Servlets are generally used as a replacement for traditional CGI programming. Although servlets have a number of advantages over CGIs, the most important to me are that they are easy to extend, secure, easy to debug, and portable. Servlets are easy to extend because they have the power of all the Java APIs behind them. So whether you need to retrieve data from the database, use a library of HTML tags or send email, chances are that there is already a Java API written and waiting for you. Since servlets execute within a Web container such as Tomcat, which restricts direct access to your servlets .class files, your first line of security is already provided for you. Many IDEs have built-in debuggers that allow you to step right into your servlet code, something I've never been able to do when trying to debug a CGI. The final advantage, which is more or less synonymous with Java, is portability. This is especially important when developing servlets because you can develop and test your servlet on your laptop and not have to worry about whether it will run differently on your production enterprise servers.
So Why Not Use Servlets?
Although servlets do provide a lot of great features, most people use HttpServlets to provide dynamic Web pages by embedding HTML in their Java code, as in the example. For small projects and prototyping, servlets are great, but because the Web pages are rendered at runtime, you cannot leverage high-end HTML editors and you often wind up with HTML in many places in your code where it doesn't belong. Also, making style changes to your site can be painful because the HTML may be spread over any number of source files. So Sun came up with two competing technologies: JavaServer Pages (JSPs) and Java Web Services. By invoking Java methods from within HTML, JSPs allow us to reverse the embedding so that we can take full advantage of Web authoring tools. Java Web Services are the future of servlets; they allow servlets to work together as an integrated, yet loosely coupled, system. I will take a look at both JSPs and Java Web Services in upcoming Java Journals.

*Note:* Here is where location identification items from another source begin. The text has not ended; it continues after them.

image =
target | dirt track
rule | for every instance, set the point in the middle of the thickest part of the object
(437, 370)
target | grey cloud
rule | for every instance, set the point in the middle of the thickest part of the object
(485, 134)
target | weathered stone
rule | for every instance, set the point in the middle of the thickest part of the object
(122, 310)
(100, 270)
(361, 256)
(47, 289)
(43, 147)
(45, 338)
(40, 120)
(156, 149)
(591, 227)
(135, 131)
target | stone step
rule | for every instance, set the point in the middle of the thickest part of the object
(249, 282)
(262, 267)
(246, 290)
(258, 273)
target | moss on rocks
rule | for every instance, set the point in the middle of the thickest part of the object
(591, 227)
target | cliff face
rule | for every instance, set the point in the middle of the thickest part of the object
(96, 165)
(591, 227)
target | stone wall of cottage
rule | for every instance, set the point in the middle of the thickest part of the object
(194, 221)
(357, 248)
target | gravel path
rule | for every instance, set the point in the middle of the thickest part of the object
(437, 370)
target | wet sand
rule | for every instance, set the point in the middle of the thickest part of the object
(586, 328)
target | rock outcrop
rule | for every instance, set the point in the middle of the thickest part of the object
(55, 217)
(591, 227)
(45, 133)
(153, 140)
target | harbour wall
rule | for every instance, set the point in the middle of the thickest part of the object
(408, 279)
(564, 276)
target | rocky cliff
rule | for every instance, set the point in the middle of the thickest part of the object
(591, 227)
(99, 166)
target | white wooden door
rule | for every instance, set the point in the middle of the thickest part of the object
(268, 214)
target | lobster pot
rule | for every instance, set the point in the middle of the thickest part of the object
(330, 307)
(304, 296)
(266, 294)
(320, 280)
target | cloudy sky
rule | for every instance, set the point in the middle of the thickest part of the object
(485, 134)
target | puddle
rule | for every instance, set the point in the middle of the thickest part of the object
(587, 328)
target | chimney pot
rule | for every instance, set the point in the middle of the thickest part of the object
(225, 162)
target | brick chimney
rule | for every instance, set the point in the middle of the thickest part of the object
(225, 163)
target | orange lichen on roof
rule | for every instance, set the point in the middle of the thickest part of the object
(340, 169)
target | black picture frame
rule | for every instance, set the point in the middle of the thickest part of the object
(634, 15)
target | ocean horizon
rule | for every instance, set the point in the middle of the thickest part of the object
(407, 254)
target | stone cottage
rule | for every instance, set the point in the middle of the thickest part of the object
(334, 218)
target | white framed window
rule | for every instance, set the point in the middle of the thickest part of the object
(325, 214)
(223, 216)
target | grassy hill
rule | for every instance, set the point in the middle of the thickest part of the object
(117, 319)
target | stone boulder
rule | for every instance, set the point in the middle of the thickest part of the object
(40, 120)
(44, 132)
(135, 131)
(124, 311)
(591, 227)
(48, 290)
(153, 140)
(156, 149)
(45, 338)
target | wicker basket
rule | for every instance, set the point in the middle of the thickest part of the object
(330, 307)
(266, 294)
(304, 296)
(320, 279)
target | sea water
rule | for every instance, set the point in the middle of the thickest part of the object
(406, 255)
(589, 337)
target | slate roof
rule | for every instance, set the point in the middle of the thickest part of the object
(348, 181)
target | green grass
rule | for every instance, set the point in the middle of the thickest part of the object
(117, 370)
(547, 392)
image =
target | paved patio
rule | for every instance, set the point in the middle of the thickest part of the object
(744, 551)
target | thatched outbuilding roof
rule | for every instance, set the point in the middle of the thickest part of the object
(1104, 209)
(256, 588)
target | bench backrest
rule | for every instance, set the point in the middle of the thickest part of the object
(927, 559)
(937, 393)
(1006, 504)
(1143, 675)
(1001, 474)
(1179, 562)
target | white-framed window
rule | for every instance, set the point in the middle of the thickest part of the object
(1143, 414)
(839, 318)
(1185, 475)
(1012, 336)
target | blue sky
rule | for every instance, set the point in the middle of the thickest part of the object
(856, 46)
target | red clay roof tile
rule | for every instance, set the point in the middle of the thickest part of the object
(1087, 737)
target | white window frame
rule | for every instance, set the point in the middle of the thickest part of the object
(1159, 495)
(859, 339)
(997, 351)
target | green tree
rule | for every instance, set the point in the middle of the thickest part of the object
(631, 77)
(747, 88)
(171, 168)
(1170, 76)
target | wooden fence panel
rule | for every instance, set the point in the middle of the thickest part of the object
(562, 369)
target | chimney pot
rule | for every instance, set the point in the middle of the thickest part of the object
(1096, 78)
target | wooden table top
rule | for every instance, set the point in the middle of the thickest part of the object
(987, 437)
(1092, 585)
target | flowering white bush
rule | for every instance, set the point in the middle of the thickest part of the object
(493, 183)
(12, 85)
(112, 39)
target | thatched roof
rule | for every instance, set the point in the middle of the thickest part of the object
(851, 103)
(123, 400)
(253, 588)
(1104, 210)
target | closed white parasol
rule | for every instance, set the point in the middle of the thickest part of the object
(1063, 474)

Servlets are the easiest way to get yourself some experience doing Web programming, and you don't need a full-blown, expensive J2EE application server to get started. Tomcat is a good tool to practice writing servlets with and is easy to configure. Although servlets may not be the best solution for generating dynamic Web pages, they are a fundamental piece of Java Web Services and a good place to start getting your feet wet.